Harte Arbeit verdient eine gute Rente!

Sicher in Rente gehen

Die gesetzliche Rentenversicherung bleibt die tragende Säule einer armutsfesten Alterssicherung. Sie muss allerdings durch Betriebsrenten oder öffentlich geförderte private Vorsorge ergänzt werden, damit die Menschen im Alter ihren Lebensstandard halten können.

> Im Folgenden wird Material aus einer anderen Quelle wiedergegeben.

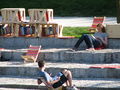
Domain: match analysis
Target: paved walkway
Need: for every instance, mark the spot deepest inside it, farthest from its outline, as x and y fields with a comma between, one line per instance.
x=79, y=21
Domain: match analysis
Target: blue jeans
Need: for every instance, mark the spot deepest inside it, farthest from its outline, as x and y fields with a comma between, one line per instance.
x=89, y=40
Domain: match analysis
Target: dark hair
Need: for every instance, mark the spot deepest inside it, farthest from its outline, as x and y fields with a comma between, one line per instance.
x=41, y=63
x=103, y=28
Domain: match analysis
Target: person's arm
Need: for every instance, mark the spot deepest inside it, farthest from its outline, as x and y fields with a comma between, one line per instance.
x=105, y=40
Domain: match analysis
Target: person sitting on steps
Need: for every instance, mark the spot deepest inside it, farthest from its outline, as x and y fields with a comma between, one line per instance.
x=98, y=40
x=64, y=76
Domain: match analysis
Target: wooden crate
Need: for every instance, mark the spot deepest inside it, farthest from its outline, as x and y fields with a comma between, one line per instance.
x=113, y=30
x=13, y=14
x=41, y=15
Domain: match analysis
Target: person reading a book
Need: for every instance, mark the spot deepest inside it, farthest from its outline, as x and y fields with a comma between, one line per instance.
x=62, y=77
x=98, y=40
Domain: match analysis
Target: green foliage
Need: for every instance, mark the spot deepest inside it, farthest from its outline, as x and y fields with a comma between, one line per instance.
x=75, y=31
x=67, y=7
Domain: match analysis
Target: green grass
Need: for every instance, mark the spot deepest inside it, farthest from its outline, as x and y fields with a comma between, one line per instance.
x=75, y=31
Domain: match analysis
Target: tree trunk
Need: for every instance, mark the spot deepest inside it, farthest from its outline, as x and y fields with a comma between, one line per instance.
x=118, y=10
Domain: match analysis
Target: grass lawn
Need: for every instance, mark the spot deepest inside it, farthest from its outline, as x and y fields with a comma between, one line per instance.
x=75, y=31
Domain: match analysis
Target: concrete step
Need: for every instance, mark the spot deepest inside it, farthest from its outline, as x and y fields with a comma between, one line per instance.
x=78, y=70
x=67, y=55
x=83, y=84
x=24, y=42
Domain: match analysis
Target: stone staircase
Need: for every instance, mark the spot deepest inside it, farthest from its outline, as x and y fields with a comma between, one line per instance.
x=58, y=55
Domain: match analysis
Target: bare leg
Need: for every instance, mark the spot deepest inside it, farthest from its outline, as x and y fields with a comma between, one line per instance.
x=68, y=74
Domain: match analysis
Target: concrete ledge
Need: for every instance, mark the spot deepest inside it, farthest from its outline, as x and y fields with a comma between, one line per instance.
x=83, y=84
x=67, y=55
x=24, y=42
x=78, y=70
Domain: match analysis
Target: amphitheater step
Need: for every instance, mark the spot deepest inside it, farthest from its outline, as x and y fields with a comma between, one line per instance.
x=78, y=70
x=83, y=84
x=67, y=55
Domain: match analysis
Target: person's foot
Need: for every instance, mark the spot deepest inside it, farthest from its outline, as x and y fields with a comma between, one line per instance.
x=74, y=49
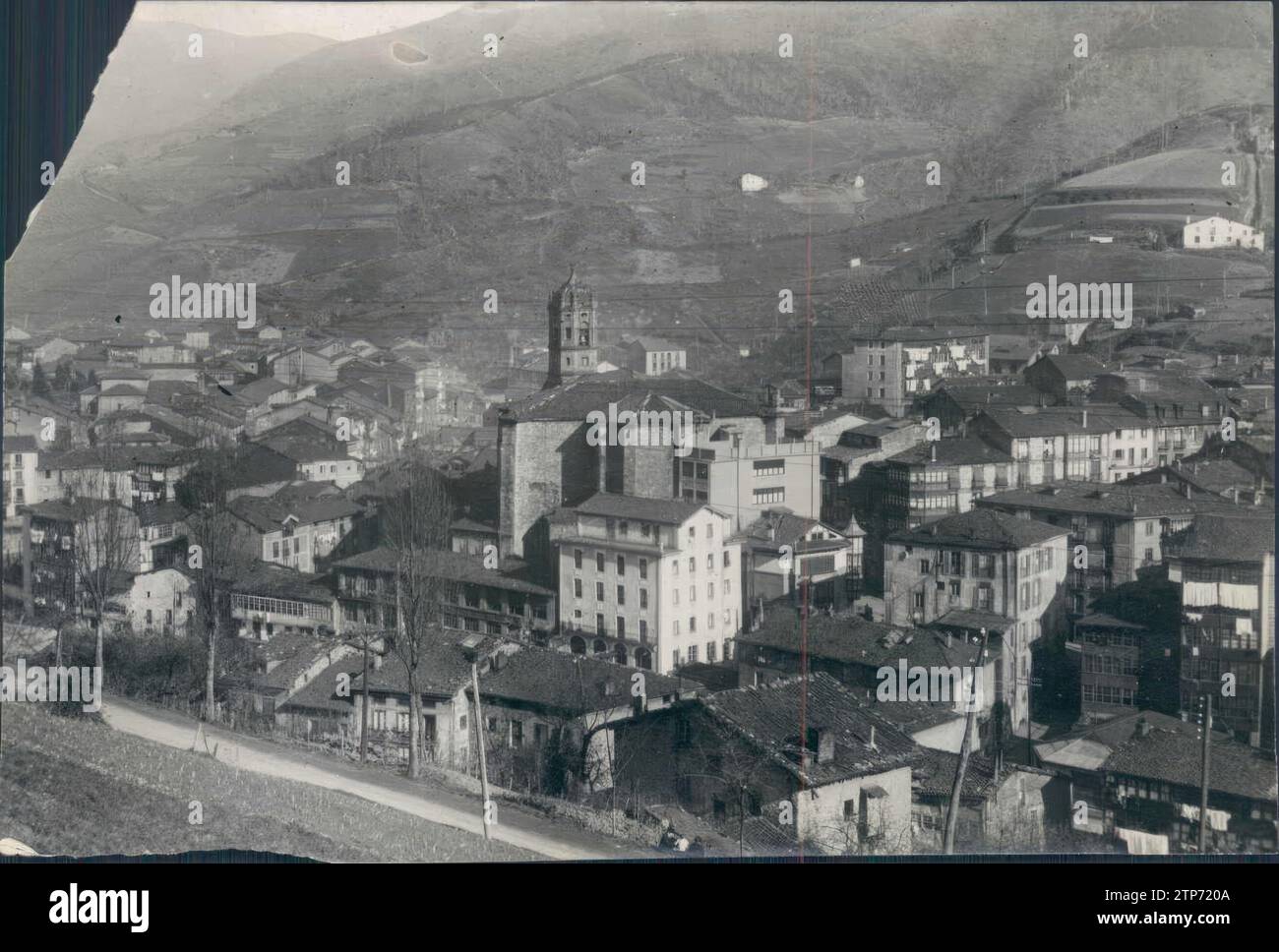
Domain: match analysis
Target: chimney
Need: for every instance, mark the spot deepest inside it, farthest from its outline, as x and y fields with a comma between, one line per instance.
x=822, y=739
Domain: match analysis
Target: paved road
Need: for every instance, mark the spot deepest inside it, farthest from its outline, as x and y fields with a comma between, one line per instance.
x=515, y=826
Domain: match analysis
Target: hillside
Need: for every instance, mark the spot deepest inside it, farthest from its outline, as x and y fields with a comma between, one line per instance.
x=472, y=173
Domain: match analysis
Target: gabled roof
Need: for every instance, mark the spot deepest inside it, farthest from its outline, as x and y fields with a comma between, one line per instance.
x=270, y=513
x=1070, y=366
x=453, y=566
x=577, y=397
x=572, y=683
x=981, y=528
x=1169, y=751
x=951, y=451
x=1240, y=537
x=1127, y=500
x=640, y=508
x=853, y=640
x=768, y=718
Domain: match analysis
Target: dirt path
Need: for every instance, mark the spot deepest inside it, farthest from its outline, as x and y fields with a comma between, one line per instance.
x=515, y=826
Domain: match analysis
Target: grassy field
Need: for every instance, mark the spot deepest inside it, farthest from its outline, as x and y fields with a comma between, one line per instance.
x=76, y=788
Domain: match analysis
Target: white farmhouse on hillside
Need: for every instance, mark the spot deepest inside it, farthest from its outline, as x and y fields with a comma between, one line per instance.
x=1220, y=233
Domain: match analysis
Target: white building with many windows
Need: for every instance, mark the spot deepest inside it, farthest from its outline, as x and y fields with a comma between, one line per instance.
x=1220, y=233
x=650, y=583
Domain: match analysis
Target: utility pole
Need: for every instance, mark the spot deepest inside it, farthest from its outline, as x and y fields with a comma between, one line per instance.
x=484, y=765
x=1207, y=744
x=363, y=712
x=964, y=749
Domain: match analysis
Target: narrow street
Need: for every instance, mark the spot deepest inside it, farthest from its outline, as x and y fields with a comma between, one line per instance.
x=515, y=826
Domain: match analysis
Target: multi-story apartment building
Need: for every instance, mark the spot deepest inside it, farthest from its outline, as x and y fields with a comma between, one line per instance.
x=983, y=568
x=490, y=601
x=292, y=529
x=895, y=368
x=733, y=456
x=21, y=464
x=1122, y=526
x=1182, y=413
x=647, y=581
x=783, y=554
x=1095, y=443
x=1226, y=568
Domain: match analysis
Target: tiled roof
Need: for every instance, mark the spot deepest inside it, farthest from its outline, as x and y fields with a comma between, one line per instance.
x=576, y=399
x=1244, y=537
x=1130, y=500
x=981, y=528
x=852, y=639
x=639, y=507
x=443, y=670
x=157, y=512
x=269, y=513
x=453, y=566
x=1073, y=366
x=572, y=683
x=1171, y=752
x=770, y=717
x=951, y=451
x=1063, y=421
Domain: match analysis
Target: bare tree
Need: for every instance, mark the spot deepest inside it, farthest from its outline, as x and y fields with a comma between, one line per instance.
x=216, y=552
x=414, y=526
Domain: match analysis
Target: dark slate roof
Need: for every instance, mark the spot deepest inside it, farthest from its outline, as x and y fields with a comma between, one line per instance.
x=768, y=718
x=20, y=444
x=1169, y=752
x=455, y=566
x=639, y=507
x=1130, y=500
x=320, y=691
x=951, y=452
x=269, y=513
x=158, y=512
x=1244, y=537
x=981, y=528
x=1063, y=421
x=1073, y=366
x=934, y=775
x=852, y=639
x=443, y=670
x=280, y=581
x=572, y=683
x=576, y=399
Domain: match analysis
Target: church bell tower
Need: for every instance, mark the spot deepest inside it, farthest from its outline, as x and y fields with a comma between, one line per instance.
x=572, y=342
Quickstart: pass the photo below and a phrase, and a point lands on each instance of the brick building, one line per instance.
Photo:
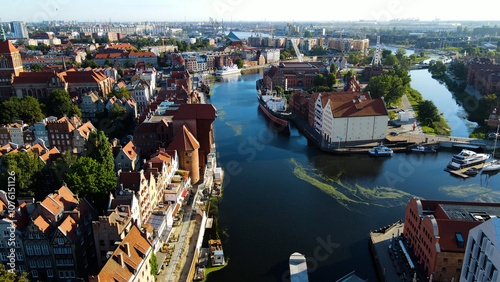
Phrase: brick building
(437, 232)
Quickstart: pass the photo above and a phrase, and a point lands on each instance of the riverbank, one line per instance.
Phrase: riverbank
(439, 127)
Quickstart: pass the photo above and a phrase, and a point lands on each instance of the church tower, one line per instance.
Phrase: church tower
(10, 65)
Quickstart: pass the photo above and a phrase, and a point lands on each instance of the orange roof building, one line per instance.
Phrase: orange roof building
(129, 262)
(437, 233)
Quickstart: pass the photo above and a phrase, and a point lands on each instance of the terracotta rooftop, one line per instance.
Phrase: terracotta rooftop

Wir halten am Erwerbseinkommen und an der Erwerbsdauer als Maßstab für die Rentenhöhe fest. Die Rente muss beitragsbezogen bleiben. Eine Einheitsrente lehnen wir ab. Wir wollen Altersarmut vermeiden. Die Einführung der Grundsicherung im Alter war dafür ein wichtiger Schritt. Hinzu kommen muss die eigenständige Alterssicherung von Frauen.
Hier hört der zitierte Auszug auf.